Recently, Ovum completed its latest survey of cloud in the Australian federal government. The 2018 survey builds on an earlier survey from 2015, and is complemented by a series of face-to-face executive interviews and workshops in the intervening period. The results were collated to build a more complete picture of the pragmatics of government agencies transitioning to the cloud. The full results will be published in a future Ovum report, but in the meantime, here are some of the key findings.
Policy and planning are important ingredients for setting cloud direction, but these ingredients need to be supported by a strategy for cultural change within the enterprise. The 2015 survey found that government policy was the top business driver for moving to the cloud. At first glance, this would appear to be a welcome response, indicating that government cloud policy had achieved its objective.

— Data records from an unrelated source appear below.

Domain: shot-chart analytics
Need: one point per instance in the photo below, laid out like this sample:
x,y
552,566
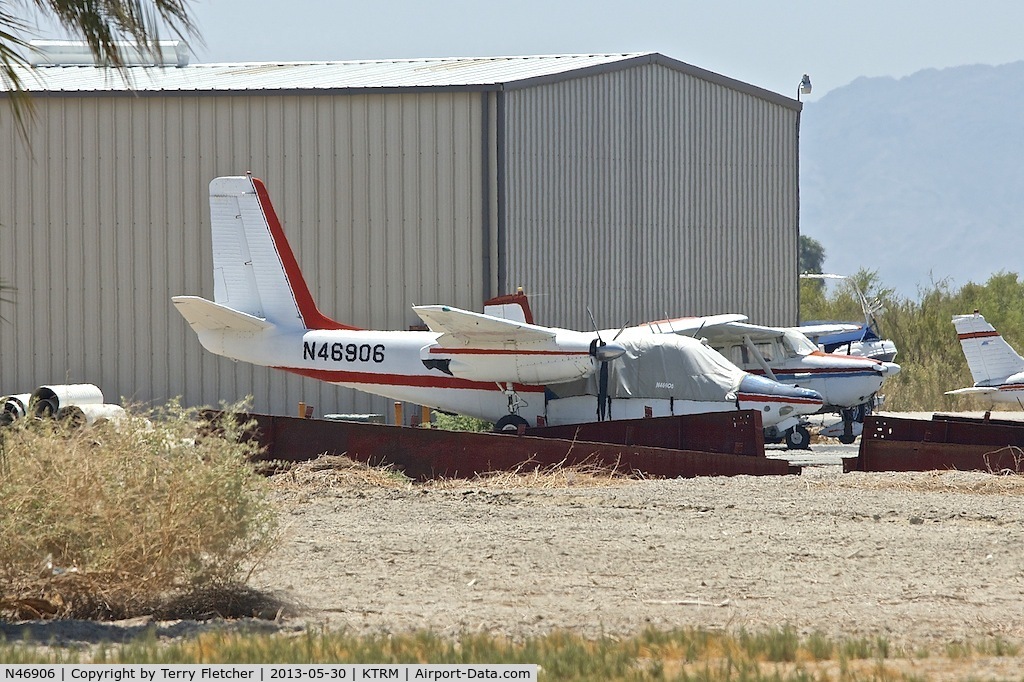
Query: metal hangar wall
x,y
633,183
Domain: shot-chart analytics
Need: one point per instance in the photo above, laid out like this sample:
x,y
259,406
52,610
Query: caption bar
x,y
262,673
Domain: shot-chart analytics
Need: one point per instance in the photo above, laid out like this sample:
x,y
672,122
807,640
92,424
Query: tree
x,y
101,24
812,255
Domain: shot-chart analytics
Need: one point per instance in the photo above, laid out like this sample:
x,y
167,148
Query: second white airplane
x,y
483,366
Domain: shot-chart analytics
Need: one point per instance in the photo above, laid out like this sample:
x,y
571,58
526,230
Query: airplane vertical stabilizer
x,y
990,358
255,271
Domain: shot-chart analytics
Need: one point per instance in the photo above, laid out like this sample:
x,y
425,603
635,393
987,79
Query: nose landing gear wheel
x,y
798,438
510,424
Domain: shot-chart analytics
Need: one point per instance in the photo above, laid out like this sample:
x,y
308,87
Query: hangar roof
x,y
374,75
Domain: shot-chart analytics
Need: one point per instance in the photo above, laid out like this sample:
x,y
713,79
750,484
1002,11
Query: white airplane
x,y
861,339
483,366
848,384
997,369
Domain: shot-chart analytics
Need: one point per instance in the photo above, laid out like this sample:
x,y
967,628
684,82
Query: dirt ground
x,y
922,559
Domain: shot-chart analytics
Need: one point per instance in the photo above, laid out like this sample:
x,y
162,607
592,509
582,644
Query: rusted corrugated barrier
x,y
945,441
729,432
423,454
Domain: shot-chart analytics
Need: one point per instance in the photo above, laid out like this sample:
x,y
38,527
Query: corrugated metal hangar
x,y
635,184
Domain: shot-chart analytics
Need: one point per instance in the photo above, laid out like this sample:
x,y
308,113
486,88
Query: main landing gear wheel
x,y
510,424
798,438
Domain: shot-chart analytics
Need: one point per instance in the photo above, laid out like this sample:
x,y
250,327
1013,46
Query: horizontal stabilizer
x,y
210,316
463,328
975,390
989,357
688,326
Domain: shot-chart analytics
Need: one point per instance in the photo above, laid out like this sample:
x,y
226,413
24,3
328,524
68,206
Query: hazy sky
x,y
767,43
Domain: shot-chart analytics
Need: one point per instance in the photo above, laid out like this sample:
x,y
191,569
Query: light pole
x,y
805,86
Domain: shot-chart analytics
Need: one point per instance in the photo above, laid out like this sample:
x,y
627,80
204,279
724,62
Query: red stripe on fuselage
x,y
418,381
977,335
311,316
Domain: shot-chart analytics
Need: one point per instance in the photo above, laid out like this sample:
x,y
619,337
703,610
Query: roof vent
x,y
75,52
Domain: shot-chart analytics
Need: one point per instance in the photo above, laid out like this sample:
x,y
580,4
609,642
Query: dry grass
x,y
153,515
334,472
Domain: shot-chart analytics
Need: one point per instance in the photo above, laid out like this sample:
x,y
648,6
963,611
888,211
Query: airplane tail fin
x,y
990,358
255,271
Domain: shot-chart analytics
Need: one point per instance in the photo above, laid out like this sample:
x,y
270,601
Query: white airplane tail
x,y
990,358
254,269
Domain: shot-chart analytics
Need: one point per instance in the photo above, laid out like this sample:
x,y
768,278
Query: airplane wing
x,y
464,328
207,315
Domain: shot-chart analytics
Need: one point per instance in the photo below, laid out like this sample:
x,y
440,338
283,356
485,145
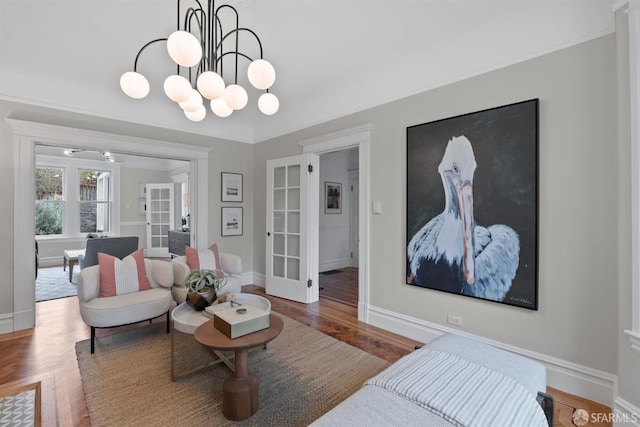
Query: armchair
x,y
117,246
120,310
231,266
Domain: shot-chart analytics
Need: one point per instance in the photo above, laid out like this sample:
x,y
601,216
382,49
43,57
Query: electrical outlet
x,y
454,320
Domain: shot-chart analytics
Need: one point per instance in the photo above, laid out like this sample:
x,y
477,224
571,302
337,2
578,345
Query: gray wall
x,y
578,266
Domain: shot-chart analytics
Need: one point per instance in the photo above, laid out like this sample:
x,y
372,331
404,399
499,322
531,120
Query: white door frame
x,y
26,136
359,137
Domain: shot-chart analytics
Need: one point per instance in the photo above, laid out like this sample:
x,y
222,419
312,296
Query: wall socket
x,y
454,320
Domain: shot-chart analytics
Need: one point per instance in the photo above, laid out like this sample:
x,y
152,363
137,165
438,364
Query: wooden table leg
x,y
240,391
71,264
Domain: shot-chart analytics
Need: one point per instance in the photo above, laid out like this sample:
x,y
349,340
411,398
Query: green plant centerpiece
x,y
202,287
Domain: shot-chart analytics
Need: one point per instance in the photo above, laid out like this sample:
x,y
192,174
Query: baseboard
x,y
625,414
334,265
50,261
257,279
567,376
247,278
6,323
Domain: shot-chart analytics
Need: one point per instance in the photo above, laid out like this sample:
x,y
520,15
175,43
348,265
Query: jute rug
x,y
303,373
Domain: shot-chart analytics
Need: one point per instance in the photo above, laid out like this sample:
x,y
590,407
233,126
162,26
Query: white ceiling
x,y
332,57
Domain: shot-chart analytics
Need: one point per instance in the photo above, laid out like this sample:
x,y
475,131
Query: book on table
x,y
235,322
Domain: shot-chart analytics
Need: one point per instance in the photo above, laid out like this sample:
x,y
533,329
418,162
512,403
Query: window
x,y
49,201
94,204
75,197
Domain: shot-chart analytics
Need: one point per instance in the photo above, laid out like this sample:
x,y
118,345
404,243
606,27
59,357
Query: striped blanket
x,y
460,391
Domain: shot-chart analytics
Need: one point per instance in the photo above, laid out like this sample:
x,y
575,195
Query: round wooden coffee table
x,y
239,391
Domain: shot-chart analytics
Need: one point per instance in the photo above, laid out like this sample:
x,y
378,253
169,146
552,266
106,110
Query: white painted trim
x,y
133,224
635,340
26,136
633,12
625,414
258,279
52,261
567,376
360,137
246,278
6,323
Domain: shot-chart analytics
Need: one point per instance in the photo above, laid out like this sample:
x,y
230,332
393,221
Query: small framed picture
x,y
232,221
332,197
231,187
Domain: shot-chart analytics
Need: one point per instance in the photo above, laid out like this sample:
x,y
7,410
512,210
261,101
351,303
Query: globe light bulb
x,y
210,85
193,103
236,97
177,88
198,115
184,48
220,107
268,103
134,85
261,74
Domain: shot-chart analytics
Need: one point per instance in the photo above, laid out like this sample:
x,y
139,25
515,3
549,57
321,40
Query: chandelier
x,y
202,47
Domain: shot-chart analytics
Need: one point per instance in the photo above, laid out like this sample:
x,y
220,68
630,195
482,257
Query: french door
x,y
160,206
292,228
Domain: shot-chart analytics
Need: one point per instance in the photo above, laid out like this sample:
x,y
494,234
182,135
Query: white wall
x,y
334,250
576,324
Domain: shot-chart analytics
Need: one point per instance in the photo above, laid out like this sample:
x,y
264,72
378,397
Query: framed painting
x,y
472,205
332,197
232,221
231,187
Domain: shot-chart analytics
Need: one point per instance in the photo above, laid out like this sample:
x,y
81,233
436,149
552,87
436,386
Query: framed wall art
x,y
472,205
232,221
332,197
231,187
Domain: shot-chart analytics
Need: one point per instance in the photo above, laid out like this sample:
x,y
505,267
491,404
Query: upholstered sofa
x,y
108,312
231,266
453,380
120,247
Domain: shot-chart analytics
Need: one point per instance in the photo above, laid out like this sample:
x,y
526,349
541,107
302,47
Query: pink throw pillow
x,y
208,259
119,277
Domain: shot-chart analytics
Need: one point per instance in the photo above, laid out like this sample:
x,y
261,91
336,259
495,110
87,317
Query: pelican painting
x,y
451,252
472,204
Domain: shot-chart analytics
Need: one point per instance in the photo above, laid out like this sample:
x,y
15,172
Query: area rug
x,y
303,373
53,283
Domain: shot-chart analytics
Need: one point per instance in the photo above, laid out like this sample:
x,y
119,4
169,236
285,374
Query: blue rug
x,y
53,283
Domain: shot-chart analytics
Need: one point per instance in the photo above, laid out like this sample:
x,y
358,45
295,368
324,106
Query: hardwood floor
x,y
49,349
340,285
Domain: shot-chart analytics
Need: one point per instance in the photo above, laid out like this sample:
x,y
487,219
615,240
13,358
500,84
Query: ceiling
x,y
332,57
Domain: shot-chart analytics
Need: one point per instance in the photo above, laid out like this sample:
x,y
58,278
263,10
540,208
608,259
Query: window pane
x,y
49,183
94,185
49,218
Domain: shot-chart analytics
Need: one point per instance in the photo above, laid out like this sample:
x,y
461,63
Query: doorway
x,y
338,226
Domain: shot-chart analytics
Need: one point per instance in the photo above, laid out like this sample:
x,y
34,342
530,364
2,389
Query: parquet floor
x,y
49,349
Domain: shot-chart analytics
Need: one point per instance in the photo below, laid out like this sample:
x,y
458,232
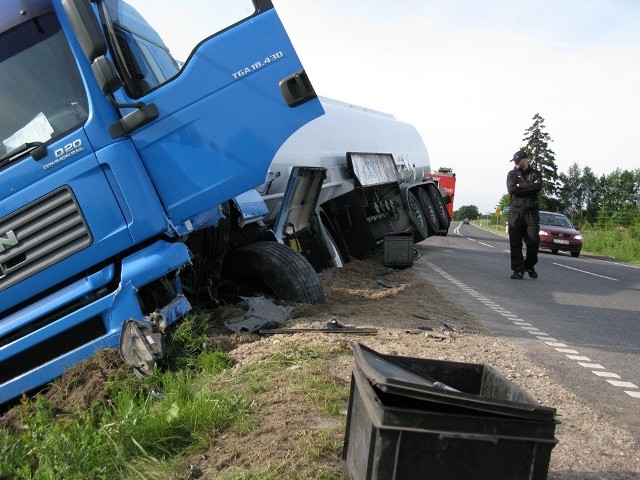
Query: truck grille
x,y
39,235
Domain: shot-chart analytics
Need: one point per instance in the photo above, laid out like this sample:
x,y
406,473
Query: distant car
x,y
558,234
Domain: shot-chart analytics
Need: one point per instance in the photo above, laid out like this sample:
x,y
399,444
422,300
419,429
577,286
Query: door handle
x,y
297,89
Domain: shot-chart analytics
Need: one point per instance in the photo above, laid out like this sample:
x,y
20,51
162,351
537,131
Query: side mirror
x,y
94,46
106,75
86,27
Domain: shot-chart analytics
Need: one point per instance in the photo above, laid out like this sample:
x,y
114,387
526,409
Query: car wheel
x,y
430,212
418,218
440,207
274,267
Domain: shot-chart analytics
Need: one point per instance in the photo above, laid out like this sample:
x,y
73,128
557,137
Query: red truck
x,y
446,180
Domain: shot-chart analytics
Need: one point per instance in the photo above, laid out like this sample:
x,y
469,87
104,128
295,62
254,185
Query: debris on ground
x,y
262,314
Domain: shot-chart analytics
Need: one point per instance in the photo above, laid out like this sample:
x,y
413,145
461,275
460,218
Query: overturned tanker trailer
x,y
366,175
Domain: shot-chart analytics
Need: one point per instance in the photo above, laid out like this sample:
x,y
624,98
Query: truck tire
x,y
418,218
270,265
430,212
440,207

However, more in-depth assessment revealed a very different interpretation of these results.
Other survey responses showed that "government policy" was also the highest priority business use case. The follow-up, face-to-face interviews revealed that there was a high degree of suspicion over cloud solutions. Many were reluctantly moving to the cloud, only because it was government policy. It was a forced march, lacking energy and commitment.
The 2018 survey clearly showed the government marketplace had changed considerably. While government policy still ranked high in survey responses, it was just one of many business opportunities being explored using the cloud. Government managers were no longer focusing on whether cloud would do the job, but on how to drive and manage the transition to cloud-based solutions.
Shadow IT was also an area that was heavily nuanced in its survey responses. Many saw cloud as a way of dealing with shadow IT, because cloud enabled IT services to be more agile and responsive to changing business needs. However, cloud has also opened the door to a plethora of unapproved cloud solutions. During the face-to-face interviews, one business manager noted that it was possible to use non-IT funds to spin up a solution, run the solution, and then spin it down, before anybody even noticed.
Cybersecurity was an area of significant change in the period between the two surveys. The 2015 survey reported significant concerns that commercial cloud offerings were not up to the job of meeting stringent government requirements. Many government managers were unconvinced. The 2018 survey reported a significant turnaround. This time, security was listed as the top reason for transitioning to the cloud. Even though there are heightened concerns about cybersecurity, cloud is now seen as part of the solution, rather than as part of the problem.